Lirios de campo; campos de lirios
Más allá del tejedor de los tapices;
las arañas cierran las puertas; curvatura sus cosenos;
El cielo y el infierno se entremezclan;
El enemigo se hace a sí mismo sus promesas;
Un señor de las comarcas; montañas primorosas;
Inician el latir de nuestros corazones;
Esos rebeldes; esos oxidados;
los cuervos buscan al espantapájaros
Y el camino de la serpiente es de anillos amarillos;
tiembla la densa niebla y se devoran al vestir;
de reyes, sirvientes y de coro nupcial;
cuervo malherido se anuncia en el taladro;
abre las riegas del higo hasta el maíz;
barro de hiedra, astro de hierro;
palabras desde el huso horario de las codornices;
atrapada; esgrimida;
calamitosa; primorosa;
va a la casa de los árboles;
y los árboles rasgas el orgullo de lo atroz.

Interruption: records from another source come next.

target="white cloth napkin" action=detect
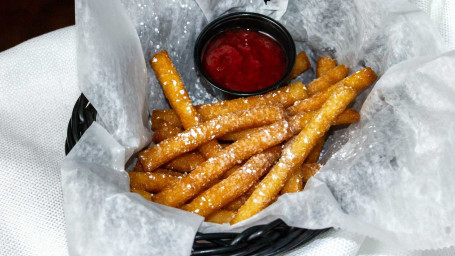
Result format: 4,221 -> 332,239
0,0 -> 455,256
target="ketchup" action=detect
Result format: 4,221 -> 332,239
202,29 -> 286,92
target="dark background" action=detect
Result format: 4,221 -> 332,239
0,0 -> 74,52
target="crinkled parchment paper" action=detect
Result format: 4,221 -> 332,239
62,0 -> 455,255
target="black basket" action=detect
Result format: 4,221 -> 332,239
65,94 -> 328,256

Piedra veloz; cinto de la tarde;
hilo rojo atado a un meñique;
tejedor de los tapices;
dos ancianos entretejidos en las columnas de cigarrillos orales.
El espantapájaros desliza sus ojos sobre lo angelado;
ancestro, maestro; siniestro; pendenciero construido.
Cigarrillos orales; caramelos de silicio.